Hemoglobin ≥ 9 g/dL leukocytes ≥3,000/mcL absolute neutrophil count ≥1,500/mcL platelets ≥100,000/mcL total bilirubin within normal institutional limits AST(SGOT)/ALT(SGPT)2.5 X institutional upper limit of normal creatinine within 1.5 x ULN OR creatinine clearance ≥50 mL/min/1.73 m² for patients with creatinine levels ≥1.5 ULN.
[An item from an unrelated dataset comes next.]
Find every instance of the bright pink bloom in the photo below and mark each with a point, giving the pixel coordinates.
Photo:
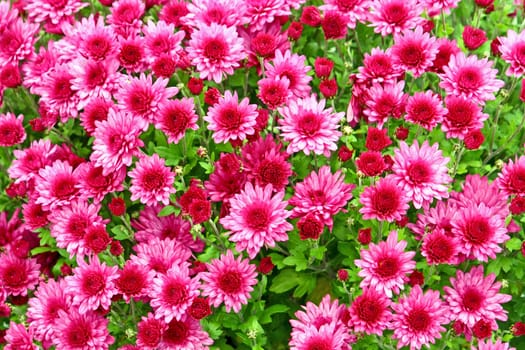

• Women of child-bearing potential must agree to use adequate contraception (hormonal or barrier method of birth control; abstinence) prior to study entry and for the duration of study participation and must have a negative serum or urine pregnancy test within 1 week prior to beginning treatment on this trial. Pregnant and nursing patients are excluded because the effects of the combination of Abraxane and Rapamycin on a fetus or nursing child are unknown. Should a woman become pregnant or suspect she is pregnant while participating in this study, she should inform her treating physician immediately. Sexually active men must also use appropriate contraception method and should not father a child while receiving therapy during this study.
• Ability to understand and the willingness to sign a written informed consent document.
• Fasting serum cholesterol <350 mg/d L and triglycerides < 400 mg/ d L.
• Biopsy is required but patients or physicians may opt out of this part of the trial if sufficient justification is provided. Justification must be provided to the PI in writing indicating excessive physical risk or psychological trauma if biopsy is taken

Exclusion Criteria:

• Patients must be 4 weeks from chemotherapy or radiotherapy and have recovered from any adverse events
• Patients may not be receiving any other investigational agents.
• Patients with known active brain metastases. Patients must have completed definitive treatment for brain metastases, at least 4 weeks prior to first dose on this study, and off steroids for at least 2 weeks, with stable or regressing CNS lesions by MRI or CT scan, and no evidence of new lesions.
• History of allergic reactions attributed to compounds of similar chemical or biologic composition to agents used in study.
• Peripheral neuropathy ≥ Grade 2
• Uncontrolled intercurrent illness including, but not limited to, ongoing or active infection, symptomatic congestive heart failure, unstable angina pectoris, cardiac arrhythmia, or psychiatric illness/social situations that would limit compliance with study requirements.
• Pregnant women are excluded from this study because the investigational agents may have the potential for teratogenic or abortifacient effects. Because there is an unknown but potential risk for adverse events in nursing infants secondary to treatment of the mother with these agents, breastfeeding should be discontinued if the mother is treated.
• HIV-positive patients are ineligible because these patients are at increased risk of lethal infections when treated with marrow-suppressive therapy and the potential pharmacokinetic interaction between antiretroviral therapy and the investigational agents.
• All herbal and alternative medications should be discontinued while on study, these include but not limited to: Hydrastis canadensis (goldenseal), Uncaria tomentosa (cat's claw) Echinacea angustifolia
• Use of any of these medications within 1 week, prior to the first dose of treatment: cyclosporine, diltiazem, ketoconazole, rifampin, fluconazole, delavirdine, nicardipine, pioglitazone and sulfonamides, erythromycin, clarithromycin, itraconazole, metoclopramide, nevirapine, Phenobarbital, phenytoin, indinavir fosamprenavir, ritonavir, efavirenz, nefazadone, and St. John's wort.
• Consumption of grapefruit juice is prohibited during the study.
• Requirement for treatment with warfarin (Coumadin), immunosuppressive agents or chronic steroids
• Prior therapy with rapamycin, rapamycin analogs or experimental agents targeting mTOR
• Prior Abraxane therapy
• Active infection or treatment for systemic infections within 14 days of enrollment.